Cancer-causing Pollutants

  • Particulate Matter: PM levels have been linked to increase in mortality and hospitalisation cases due to respiratory diseases.
  • Carbon monoxide: Initial symptoms of CO poisoning include headache, dizziness, drowsiness and nausea. These may advance to vomiting, loss of consciousness and collapse on prolonged exposure and may lead to coma or death on continued exposures.
  • Nitrogen dioxide: Prolonged exposure can cause decrement in lung function by way of increased airway resistance.
  • Ozone: It has serious health impacts, can aggravate bronchitis, heart disease, emphysema, asthma and reduce lung capacity.
  • Sulphur dioxide: Causes lungs to constrict.
  • Ammonia: Causes irritation in the nose, throat and respiratory tract. 
  • Lead: A toxic metal whose exposure increases lead levels in blood.

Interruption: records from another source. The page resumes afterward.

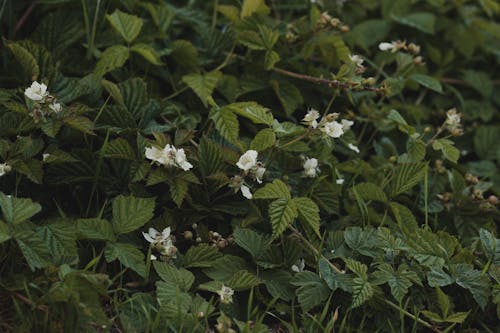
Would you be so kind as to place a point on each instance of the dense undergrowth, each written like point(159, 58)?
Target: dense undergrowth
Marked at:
point(249, 166)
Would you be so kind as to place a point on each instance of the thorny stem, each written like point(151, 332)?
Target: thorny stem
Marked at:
point(330, 83)
point(339, 271)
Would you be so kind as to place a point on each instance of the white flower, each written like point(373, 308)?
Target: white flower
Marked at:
point(169, 156)
point(387, 46)
point(246, 192)
point(259, 172)
point(298, 266)
point(356, 59)
point(310, 167)
point(333, 129)
point(181, 161)
point(237, 183)
point(311, 118)
point(156, 155)
point(36, 92)
point(56, 107)
point(353, 147)
point(453, 120)
point(248, 160)
point(155, 237)
point(226, 294)
point(346, 124)
point(4, 168)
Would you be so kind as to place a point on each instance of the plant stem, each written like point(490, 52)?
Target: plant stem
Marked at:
point(330, 83)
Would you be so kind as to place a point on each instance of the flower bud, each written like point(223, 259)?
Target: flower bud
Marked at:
point(493, 199)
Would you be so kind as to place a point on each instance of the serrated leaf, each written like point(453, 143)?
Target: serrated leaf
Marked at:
point(28, 62)
point(119, 149)
point(370, 191)
point(450, 152)
point(95, 228)
point(112, 58)
point(181, 277)
point(275, 190)
point(263, 139)
point(148, 53)
point(428, 82)
point(282, 212)
point(128, 26)
point(406, 176)
point(243, 280)
point(203, 85)
point(226, 123)
point(202, 255)
point(34, 249)
point(131, 213)
point(17, 210)
point(253, 111)
point(362, 291)
point(308, 213)
point(128, 255)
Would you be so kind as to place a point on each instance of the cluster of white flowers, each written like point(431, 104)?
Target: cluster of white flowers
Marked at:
point(226, 294)
point(328, 124)
point(251, 166)
point(357, 60)
point(39, 94)
point(169, 156)
point(452, 123)
point(4, 168)
point(161, 241)
point(311, 168)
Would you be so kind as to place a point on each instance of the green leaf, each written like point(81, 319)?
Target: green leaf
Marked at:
point(82, 124)
point(288, 94)
point(4, 232)
point(61, 241)
point(128, 26)
point(112, 58)
point(148, 53)
point(450, 152)
point(406, 176)
point(282, 212)
point(422, 21)
point(243, 280)
point(181, 277)
point(428, 82)
point(95, 228)
point(17, 210)
point(130, 213)
point(250, 7)
point(312, 290)
point(252, 241)
point(28, 62)
point(486, 141)
point(308, 213)
point(263, 139)
point(34, 249)
point(202, 255)
point(253, 111)
point(362, 291)
point(128, 255)
point(203, 85)
point(275, 190)
point(226, 123)
point(370, 191)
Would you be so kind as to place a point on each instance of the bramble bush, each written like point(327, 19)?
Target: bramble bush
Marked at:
point(249, 166)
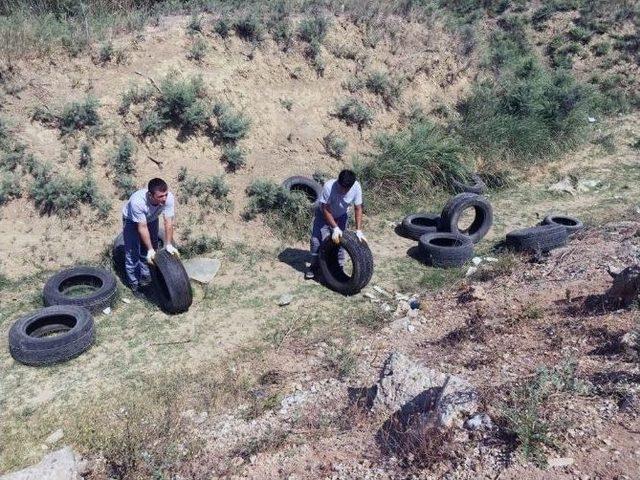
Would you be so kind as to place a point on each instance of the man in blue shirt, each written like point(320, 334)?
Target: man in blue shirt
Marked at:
point(140, 220)
point(332, 214)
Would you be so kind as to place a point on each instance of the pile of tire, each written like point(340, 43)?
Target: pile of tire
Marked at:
point(65, 327)
point(441, 241)
point(553, 232)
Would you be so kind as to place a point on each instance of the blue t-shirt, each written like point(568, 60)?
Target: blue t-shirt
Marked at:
point(338, 202)
point(139, 208)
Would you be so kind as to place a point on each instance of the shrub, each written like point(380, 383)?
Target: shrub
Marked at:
point(234, 156)
point(222, 27)
point(413, 160)
point(79, 115)
point(133, 96)
point(232, 126)
point(353, 112)
point(527, 114)
point(285, 212)
point(198, 50)
point(334, 145)
point(9, 187)
point(86, 158)
point(249, 28)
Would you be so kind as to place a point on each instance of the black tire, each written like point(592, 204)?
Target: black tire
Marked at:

Pollution, the many causes

  • Stubble burning by farmers in Punjab, Haryana and western UP. However, it is not the only reason. Winds carry stubble particles, which get locked in the NCR.
  • Vehicular emissions are increasing, adding hazardous pollutants. 
  • Burning of firecrackers despite the ban.
  • Due to stagnant winds and weather conditions at this time of the year, pollutants get locked in the air, resulting in smog.
  • Reducing green spaces and areas.
  • Over-population is further adding to various types of pollution, air and noise.
  • Poor planning, less investment in public transport and infrastructure.
  • Large-scale construction activities.
  • Industrial pollution, backyard burning and garbage dumps.

PM2.5: the most harmful

WHO standard for permissible levels of PM 2.5 in the air is 10 micrograms per cubic metre (µg/m3). India’s standard is 40 µg/m3. AQI in Delhi showed severely harmful PM2.5 level of 444 at Anand Vihar on November 10, up from very poor level of 325 on November 7 (Diwali day). At IGI (T3), Delhi, PM2.5 level rose from 268 (poor) to 398 (very poor) between November 7 and 10.